Therac-25: Software Error Left Victims 40 Years Ago

About 40 years ago, a software was primarily responsible for the deaths of patients using the Therac-25, a radiotherapy machine developed to treat cancer. The equipment had two operating modes: electron beam, used to treat superficial tissues such as the skin; and high-energy X-ray beam, designed to target deeper tumors. Unlike previous versions, the Therac-25 was designed with controls via softwareand leaving aside various physical safety protections.

The problem in question was a programming flaw involving a race condition: when the operator entered commands too quickly, the logic of the software could skip verification steps and release radiation in a completely uncontrolled manner.
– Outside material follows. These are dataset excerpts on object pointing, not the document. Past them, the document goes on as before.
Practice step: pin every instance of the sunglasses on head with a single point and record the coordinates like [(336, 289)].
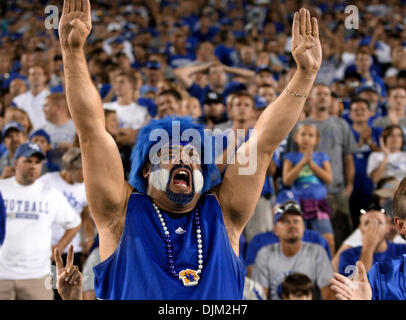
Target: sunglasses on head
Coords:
[(373, 207)]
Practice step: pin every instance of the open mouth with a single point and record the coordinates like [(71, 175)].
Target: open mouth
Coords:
[(182, 177)]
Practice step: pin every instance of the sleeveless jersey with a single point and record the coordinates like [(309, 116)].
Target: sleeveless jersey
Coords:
[(139, 267)]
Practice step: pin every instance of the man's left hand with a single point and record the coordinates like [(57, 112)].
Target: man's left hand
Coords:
[(306, 48)]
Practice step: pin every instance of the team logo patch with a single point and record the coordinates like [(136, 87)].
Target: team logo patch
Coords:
[(189, 277)]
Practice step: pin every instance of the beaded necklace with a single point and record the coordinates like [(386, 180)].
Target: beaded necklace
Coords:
[(189, 277)]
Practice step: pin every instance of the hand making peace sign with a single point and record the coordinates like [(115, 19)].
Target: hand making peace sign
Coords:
[(306, 48)]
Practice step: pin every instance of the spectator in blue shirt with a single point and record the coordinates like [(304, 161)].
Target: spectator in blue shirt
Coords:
[(225, 51), (374, 246), (385, 279), (367, 138), (180, 52), (263, 239), (308, 172)]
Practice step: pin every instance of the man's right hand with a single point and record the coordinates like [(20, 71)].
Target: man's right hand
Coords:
[(358, 289), (75, 24)]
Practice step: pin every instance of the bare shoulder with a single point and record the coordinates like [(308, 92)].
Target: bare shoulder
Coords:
[(110, 233)]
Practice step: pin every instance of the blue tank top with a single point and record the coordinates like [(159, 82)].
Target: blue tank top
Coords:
[(139, 268)]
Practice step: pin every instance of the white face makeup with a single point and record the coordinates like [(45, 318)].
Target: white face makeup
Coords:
[(159, 179)]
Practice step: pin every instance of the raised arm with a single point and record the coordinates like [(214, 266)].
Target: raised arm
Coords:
[(106, 188), (272, 127)]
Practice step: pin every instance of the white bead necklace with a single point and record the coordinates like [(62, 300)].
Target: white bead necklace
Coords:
[(189, 277)]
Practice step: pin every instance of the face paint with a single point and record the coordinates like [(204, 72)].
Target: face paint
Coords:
[(198, 180), (159, 178)]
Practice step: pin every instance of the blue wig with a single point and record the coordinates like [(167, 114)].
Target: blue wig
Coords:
[(173, 126)]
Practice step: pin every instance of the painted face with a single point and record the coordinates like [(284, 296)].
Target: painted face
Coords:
[(177, 172)]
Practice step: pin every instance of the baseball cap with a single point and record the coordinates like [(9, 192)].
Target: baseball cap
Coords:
[(213, 97), (288, 207), (29, 149), (366, 88), (41, 132), (263, 68), (372, 206), (387, 188), (11, 125), (153, 65), (72, 159), (260, 102)]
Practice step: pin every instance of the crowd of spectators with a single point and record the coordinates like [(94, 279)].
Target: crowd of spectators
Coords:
[(222, 62)]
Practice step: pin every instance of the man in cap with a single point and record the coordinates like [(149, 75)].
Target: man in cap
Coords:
[(385, 279), (267, 238), (154, 74), (291, 255), (13, 135), (69, 181), (396, 108), (31, 208), (42, 138), (264, 76)]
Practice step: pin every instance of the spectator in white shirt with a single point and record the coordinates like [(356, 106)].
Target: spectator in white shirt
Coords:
[(33, 100), (58, 123), (31, 208)]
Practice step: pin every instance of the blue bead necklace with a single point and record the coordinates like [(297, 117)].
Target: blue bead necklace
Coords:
[(189, 277)]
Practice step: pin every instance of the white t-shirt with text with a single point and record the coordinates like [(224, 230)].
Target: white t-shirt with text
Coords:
[(76, 196), (31, 211)]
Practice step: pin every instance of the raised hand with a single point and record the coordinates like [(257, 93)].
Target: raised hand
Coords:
[(75, 24), (69, 278), (306, 48), (357, 289), (384, 148)]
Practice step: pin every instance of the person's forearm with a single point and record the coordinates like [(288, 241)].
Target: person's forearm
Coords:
[(290, 175), (67, 238), (281, 115), (83, 98)]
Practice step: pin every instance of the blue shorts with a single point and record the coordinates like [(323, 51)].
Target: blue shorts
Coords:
[(320, 226)]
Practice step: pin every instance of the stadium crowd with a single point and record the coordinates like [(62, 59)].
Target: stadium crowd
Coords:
[(327, 198)]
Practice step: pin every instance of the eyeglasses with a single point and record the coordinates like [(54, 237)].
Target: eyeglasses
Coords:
[(373, 207), (289, 206)]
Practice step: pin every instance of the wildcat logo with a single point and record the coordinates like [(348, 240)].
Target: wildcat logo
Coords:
[(189, 277)]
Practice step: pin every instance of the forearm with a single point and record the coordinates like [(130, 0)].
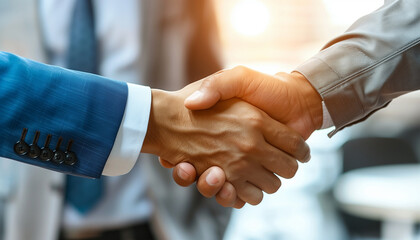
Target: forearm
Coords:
[(84, 108), (375, 61)]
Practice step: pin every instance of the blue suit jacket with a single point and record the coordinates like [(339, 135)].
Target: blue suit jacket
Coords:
[(82, 107)]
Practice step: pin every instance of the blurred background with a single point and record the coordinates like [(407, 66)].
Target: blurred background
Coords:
[(277, 35), (363, 183)]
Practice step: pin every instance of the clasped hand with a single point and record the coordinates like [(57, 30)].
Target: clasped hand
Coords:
[(237, 149)]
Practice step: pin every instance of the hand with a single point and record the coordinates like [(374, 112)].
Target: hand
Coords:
[(289, 98), (233, 135)]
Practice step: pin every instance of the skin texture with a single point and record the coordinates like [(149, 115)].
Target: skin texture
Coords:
[(244, 142), (288, 98)]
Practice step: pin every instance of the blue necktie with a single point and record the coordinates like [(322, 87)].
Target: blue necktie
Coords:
[(83, 193)]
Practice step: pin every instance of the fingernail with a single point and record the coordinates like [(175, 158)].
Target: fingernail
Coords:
[(307, 158), (225, 193), (212, 179), (197, 95), (183, 174)]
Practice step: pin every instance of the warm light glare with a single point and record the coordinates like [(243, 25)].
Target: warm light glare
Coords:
[(250, 17), (345, 12)]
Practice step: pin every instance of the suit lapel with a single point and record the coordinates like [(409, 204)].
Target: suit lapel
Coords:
[(20, 28)]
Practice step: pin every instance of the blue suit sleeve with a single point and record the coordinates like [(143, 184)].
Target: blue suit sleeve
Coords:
[(83, 108)]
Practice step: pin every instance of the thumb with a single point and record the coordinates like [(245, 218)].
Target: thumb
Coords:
[(220, 86), (204, 98)]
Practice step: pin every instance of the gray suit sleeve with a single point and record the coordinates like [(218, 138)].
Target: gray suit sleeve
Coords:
[(376, 60)]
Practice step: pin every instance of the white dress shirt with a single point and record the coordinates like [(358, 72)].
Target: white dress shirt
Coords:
[(118, 34)]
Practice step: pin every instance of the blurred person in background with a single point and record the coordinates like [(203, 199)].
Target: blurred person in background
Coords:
[(163, 44), (356, 74)]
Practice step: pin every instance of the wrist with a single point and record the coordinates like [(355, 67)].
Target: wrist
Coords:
[(312, 99), (152, 140)]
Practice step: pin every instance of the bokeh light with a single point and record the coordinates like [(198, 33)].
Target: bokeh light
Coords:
[(250, 17)]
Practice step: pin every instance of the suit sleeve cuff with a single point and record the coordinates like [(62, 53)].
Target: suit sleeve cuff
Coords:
[(131, 133)]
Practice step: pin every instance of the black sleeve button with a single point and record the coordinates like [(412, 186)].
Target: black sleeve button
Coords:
[(71, 157), (46, 153), (59, 155), (34, 150), (21, 147)]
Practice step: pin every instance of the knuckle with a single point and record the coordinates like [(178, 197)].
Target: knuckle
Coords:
[(240, 69), (257, 199), (247, 147), (296, 144), (274, 186), (255, 119), (291, 170)]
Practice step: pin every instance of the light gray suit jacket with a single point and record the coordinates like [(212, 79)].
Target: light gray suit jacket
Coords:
[(180, 45), (376, 60)]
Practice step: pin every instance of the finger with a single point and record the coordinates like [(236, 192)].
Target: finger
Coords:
[(165, 163), (280, 163), (223, 85), (239, 203), (286, 139), (248, 192), (264, 180), (227, 195), (184, 174), (211, 181)]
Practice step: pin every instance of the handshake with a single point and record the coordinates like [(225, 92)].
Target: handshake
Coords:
[(237, 130)]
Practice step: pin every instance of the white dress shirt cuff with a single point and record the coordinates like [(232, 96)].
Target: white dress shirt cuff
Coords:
[(132, 132), (326, 117)]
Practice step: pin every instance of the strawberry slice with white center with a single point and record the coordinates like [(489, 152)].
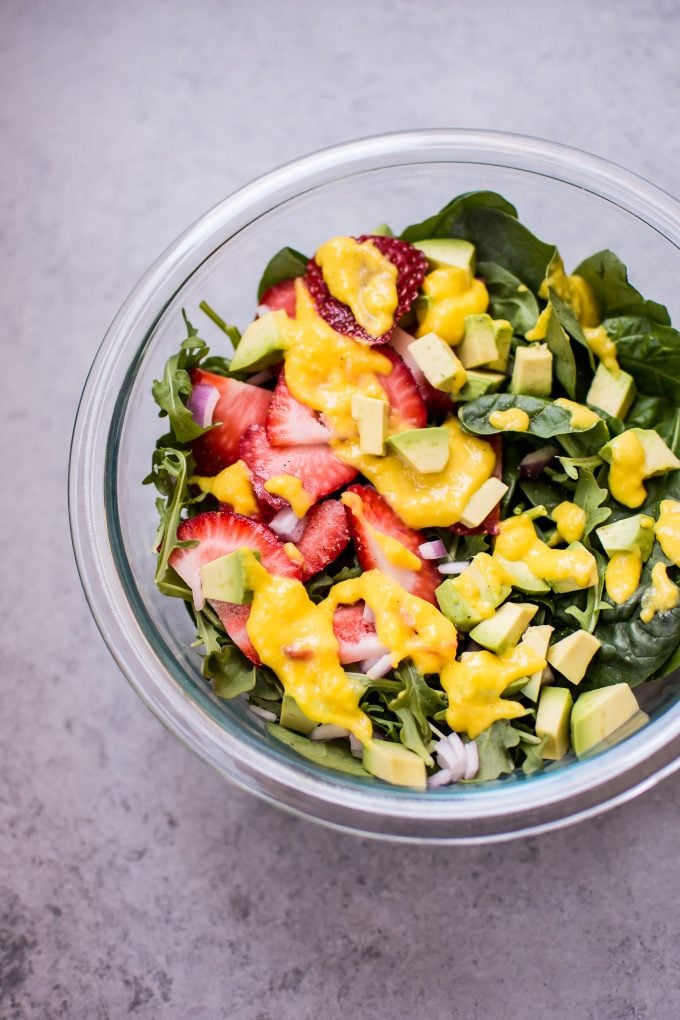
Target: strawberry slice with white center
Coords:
[(280, 297), (384, 543), (326, 533), (356, 634), (239, 406), (292, 423), (316, 467), (490, 523), (219, 532)]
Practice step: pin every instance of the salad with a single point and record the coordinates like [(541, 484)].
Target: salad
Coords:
[(424, 511)]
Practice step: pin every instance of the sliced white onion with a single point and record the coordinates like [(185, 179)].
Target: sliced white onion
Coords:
[(434, 550), (368, 613), (440, 778), (263, 376), (356, 747), (472, 755), (202, 403), (328, 731), (455, 566), (380, 667), (263, 713), (286, 524)]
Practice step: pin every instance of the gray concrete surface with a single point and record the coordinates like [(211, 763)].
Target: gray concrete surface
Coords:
[(132, 879)]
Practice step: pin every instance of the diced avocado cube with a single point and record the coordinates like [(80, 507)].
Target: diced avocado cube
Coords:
[(425, 449), (537, 639), (261, 345), (226, 578), (478, 384), (522, 577), (573, 582), (628, 534), (294, 718), (614, 394), (573, 655), (532, 372), (439, 365), (553, 718), (598, 714), (372, 417), (658, 457), (442, 252), (503, 334), (504, 629), (473, 596), (478, 344), (395, 764), (480, 505)]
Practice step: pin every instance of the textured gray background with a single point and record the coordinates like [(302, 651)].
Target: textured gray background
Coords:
[(132, 878)]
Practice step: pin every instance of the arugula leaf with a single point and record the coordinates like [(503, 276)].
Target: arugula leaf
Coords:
[(649, 352), (412, 706), (493, 747), (175, 384), (608, 277), (545, 418), (445, 222), (509, 298), (285, 264), (329, 754)]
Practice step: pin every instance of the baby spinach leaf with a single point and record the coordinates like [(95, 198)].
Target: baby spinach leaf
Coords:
[(608, 277), (445, 223), (509, 298), (330, 754), (285, 264), (649, 352)]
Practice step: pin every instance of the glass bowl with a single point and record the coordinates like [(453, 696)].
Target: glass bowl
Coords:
[(578, 201)]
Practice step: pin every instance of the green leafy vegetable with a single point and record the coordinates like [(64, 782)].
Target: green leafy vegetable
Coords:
[(608, 277), (330, 754), (285, 264)]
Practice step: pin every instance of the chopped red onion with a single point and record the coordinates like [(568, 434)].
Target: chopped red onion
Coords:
[(328, 731), (472, 755), (440, 778), (202, 403), (434, 550), (286, 524), (532, 465), (454, 566)]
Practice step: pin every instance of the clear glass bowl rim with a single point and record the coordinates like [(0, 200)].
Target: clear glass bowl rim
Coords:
[(489, 814)]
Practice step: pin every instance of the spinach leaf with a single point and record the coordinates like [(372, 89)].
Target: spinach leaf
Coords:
[(285, 264), (608, 277), (445, 223), (175, 384), (545, 418), (330, 754), (649, 352), (509, 298), (493, 747)]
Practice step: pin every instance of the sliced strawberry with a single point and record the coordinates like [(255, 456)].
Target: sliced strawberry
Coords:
[(219, 532), (402, 391), (316, 466), (326, 534), (356, 635), (280, 296), (489, 525), (436, 401), (411, 268), (233, 619), (376, 513), (240, 405), (292, 423)]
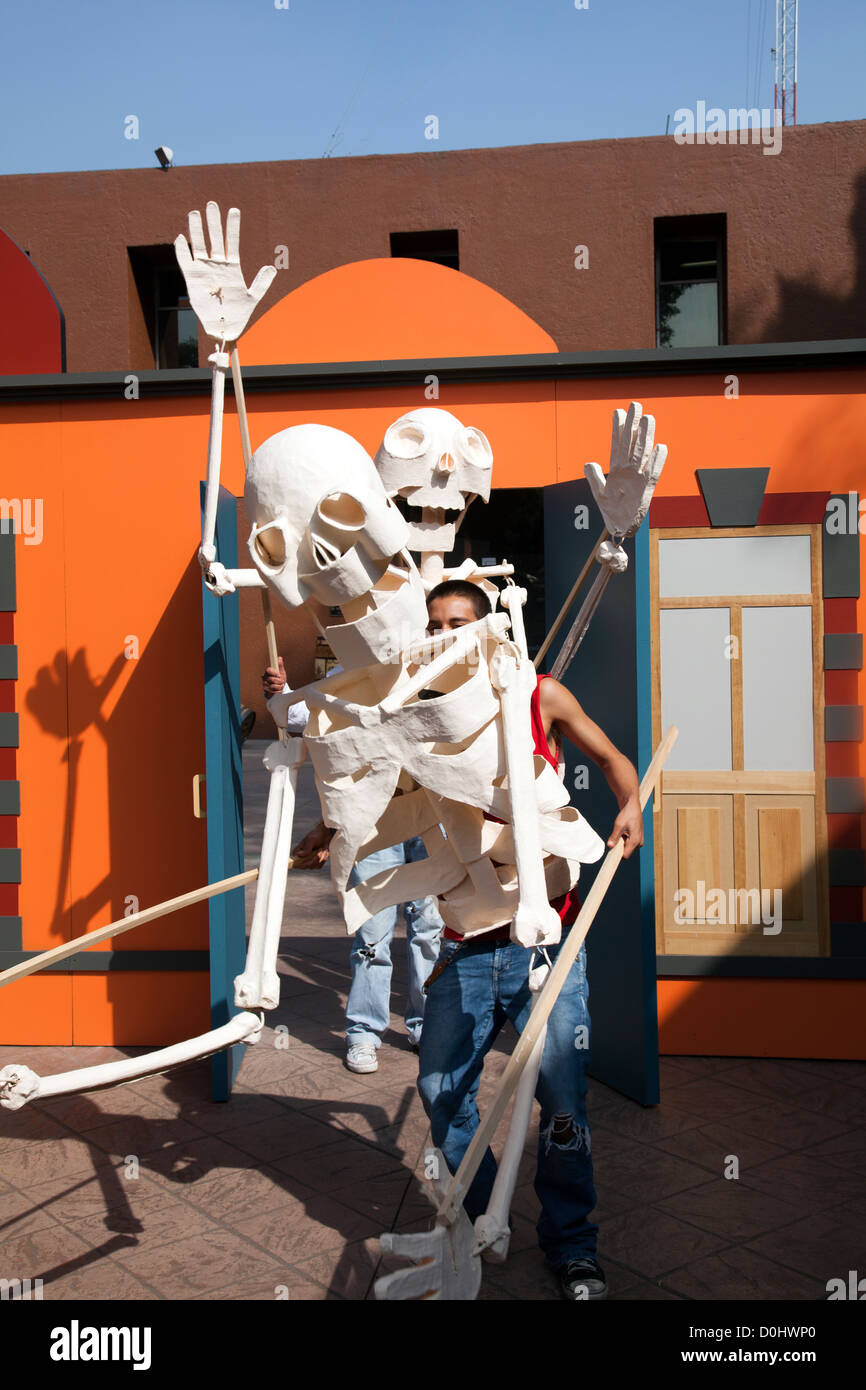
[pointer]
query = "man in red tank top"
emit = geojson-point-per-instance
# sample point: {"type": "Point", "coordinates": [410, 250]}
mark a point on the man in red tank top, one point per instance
{"type": "Point", "coordinates": [483, 982]}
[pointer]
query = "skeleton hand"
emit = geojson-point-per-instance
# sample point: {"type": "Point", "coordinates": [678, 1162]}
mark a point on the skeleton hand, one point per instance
{"type": "Point", "coordinates": [216, 287]}
{"type": "Point", "coordinates": [623, 496]}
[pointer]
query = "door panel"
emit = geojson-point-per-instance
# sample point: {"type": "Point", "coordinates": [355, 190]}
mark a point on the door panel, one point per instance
{"type": "Point", "coordinates": [738, 628]}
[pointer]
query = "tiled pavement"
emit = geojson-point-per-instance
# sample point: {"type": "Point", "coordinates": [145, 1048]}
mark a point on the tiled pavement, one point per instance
{"type": "Point", "coordinates": [289, 1184]}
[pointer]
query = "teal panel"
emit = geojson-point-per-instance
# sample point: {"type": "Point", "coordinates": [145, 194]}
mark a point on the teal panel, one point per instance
{"type": "Point", "coordinates": [610, 679]}
{"type": "Point", "coordinates": [224, 792]}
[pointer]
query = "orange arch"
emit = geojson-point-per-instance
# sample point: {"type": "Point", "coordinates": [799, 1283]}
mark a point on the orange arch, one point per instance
{"type": "Point", "coordinates": [391, 309]}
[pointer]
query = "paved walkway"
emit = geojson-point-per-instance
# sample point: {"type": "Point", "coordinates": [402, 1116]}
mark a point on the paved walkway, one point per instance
{"type": "Point", "coordinates": [288, 1186]}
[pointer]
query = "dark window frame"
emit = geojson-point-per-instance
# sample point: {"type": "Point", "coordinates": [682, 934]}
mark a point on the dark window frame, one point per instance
{"type": "Point", "coordinates": [702, 227]}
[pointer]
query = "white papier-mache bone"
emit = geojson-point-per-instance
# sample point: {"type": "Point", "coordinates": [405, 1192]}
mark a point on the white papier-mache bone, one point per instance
{"type": "Point", "coordinates": [325, 527]}
{"type": "Point", "coordinates": [218, 293]}
{"type": "Point", "coordinates": [623, 496]}
{"type": "Point", "coordinates": [437, 464]}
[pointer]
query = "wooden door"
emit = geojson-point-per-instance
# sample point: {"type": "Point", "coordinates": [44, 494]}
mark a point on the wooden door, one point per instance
{"type": "Point", "coordinates": [737, 638]}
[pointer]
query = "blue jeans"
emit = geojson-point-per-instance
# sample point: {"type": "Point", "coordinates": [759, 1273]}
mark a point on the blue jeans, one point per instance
{"type": "Point", "coordinates": [369, 1007]}
{"type": "Point", "coordinates": [487, 983]}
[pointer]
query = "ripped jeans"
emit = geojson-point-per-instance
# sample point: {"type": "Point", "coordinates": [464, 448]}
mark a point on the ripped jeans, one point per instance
{"type": "Point", "coordinates": [467, 1005]}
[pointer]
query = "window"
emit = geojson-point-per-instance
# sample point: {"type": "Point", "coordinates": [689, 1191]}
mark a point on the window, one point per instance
{"type": "Point", "coordinates": [171, 324]}
{"type": "Point", "coordinates": [690, 281]}
{"type": "Point", "coordinates": [437, 246]}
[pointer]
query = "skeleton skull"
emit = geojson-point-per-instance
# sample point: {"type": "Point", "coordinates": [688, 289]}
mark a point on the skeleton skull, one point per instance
{"type": "Point", "coordinates": [321, 523]}
{"type": "Point", "coordinates": [435, 463]}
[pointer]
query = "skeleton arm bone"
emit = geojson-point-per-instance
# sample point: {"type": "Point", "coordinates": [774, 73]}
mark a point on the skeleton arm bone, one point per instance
{"type": "Point", "coordinates": [452, 1201]}
{"type": "Point", "coordinates": [535, 920]}
{"type": "Point", "coordinates": [562, 710]}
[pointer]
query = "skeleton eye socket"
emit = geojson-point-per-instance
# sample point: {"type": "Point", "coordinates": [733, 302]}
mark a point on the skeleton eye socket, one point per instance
{"type": "Point", "coordinates": [473, 448]}
{"type": "Point", "coordinates": [270, 545]}
{"type": "Point", "coordinates": [406, 439]}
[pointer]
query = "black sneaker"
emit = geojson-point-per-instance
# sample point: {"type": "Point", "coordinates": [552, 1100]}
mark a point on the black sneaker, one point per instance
{"type": "Point", "coordinates": [581, 1279]}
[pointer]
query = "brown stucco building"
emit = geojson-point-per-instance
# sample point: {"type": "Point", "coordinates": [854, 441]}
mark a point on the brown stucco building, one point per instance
{"type": "Point", "coordinates": [790, 227]}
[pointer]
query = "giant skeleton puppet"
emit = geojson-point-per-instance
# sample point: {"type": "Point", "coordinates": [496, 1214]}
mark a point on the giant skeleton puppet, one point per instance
{"type": "Point", "coordinates": [388, 761]}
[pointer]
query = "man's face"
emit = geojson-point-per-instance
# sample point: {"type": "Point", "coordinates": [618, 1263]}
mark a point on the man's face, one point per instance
{"type": "Point", "coordinates": [449, 613]}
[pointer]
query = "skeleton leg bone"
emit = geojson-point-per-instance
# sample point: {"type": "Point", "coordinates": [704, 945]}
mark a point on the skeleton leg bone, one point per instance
{"type": "Point", "coordinates": [492, 1228]}
{"type": "Point", "coordinates": [20, 1084]}
{"type": "Point", "coordinates": [259, 986]}
{"type": "Point", "coordinates": [431, 1246]}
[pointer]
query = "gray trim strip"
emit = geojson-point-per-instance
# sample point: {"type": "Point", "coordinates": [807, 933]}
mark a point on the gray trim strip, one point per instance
{"type": "Point", "coordinates": [847, 869]}
{"type": "Point", "coordinates": [10, 933]}
{"type": "Point", "coordinates": [845, 797]}
{"type": "Point", "coordinates": [10, 866]}
{"type": "Point", "coordinates": [843, 723]}
{"type": "Point", "coordinates": [762, 968]}
{"type": "Point", "coordinates": [9, 730]}
{"type": "Point", "coordinates": [841, 558]}
{"type": "Point", "coordinates": [96, 962]}
{"type": "Point", "coordinates": [191, 381]}
{"type": "Point", "coordinates": [843, 652]}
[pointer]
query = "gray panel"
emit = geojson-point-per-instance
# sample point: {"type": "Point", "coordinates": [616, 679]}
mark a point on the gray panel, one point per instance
{"type": "Point", "coordinates": [847, 869]}
{"type": "Point", "coordinates": [726, 565]}
{"type": "Point", "coordinates": [777, 708]}
{"type": "Point", "coordinates": [10, 934]}
{"type": "Point", "coordinates": [841, 559]}
{"type": "Point", "coordinates": [845, 795]}
{"type": "Point", "coordinates": [843, 652]}
{"type": "Point", "coordinates": [7, 569]}
{"type": "Point", "coordinates": [9, 730]}
{"type": "Point", "coordinates": [733, 495]}
{"type": "Point", "coordinates": [697, 687]}
{"type": "Point", "coordinates": [10, 866]}
{"type": "Point", "coordinates": [843, 723]}
{"type": "Point", "coordinates": [96, 962]}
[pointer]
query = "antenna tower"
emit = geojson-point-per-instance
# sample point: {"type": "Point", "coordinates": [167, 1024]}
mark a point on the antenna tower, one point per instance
{"type": "Point", "coordinates": [784, 97]}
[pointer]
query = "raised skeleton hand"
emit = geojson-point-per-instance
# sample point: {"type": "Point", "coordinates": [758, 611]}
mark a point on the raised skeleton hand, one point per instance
{"type": "Point", "coordinates": [216, 287]}
{"type": "Point", "coordinates": [624, 495]}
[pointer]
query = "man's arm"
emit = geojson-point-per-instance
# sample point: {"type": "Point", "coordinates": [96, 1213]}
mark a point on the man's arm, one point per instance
{"type": "Point", "coordinates": [562, 712]}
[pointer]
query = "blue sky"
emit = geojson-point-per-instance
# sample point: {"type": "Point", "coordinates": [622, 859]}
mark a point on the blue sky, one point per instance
{"type": "Point", "coordinates": [227, 81]}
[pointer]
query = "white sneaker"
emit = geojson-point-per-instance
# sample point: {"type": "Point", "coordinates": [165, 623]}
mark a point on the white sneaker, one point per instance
{"type": "Point", "coordinates": [362, 1058]}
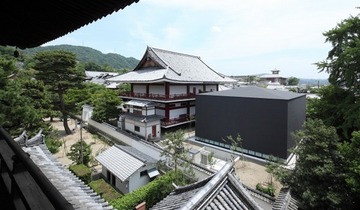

As the machine took a few seconds to switch modes, this rapid operation created a dangerous fault, resulting in doses being projected up to 100 times stronger than recommended, leading to severe internal burns and, in several cases, death.

Between 1985 and 1987, six incidents were documented, three of them fatal. Some of these patients received massive amounts of radiation in a matter of seconds, and ended up dying days later. The case became famous for showing how invisible flaws in the software can have devastating consequences when critical systems do not have physical redundancies.

The Therac-25 disaster served as a milestone in the engineering history of software and in the area of medical devices, also leading to important changes in the requirements for testing, documentation and formal validation of programs used in safety-critical contexts.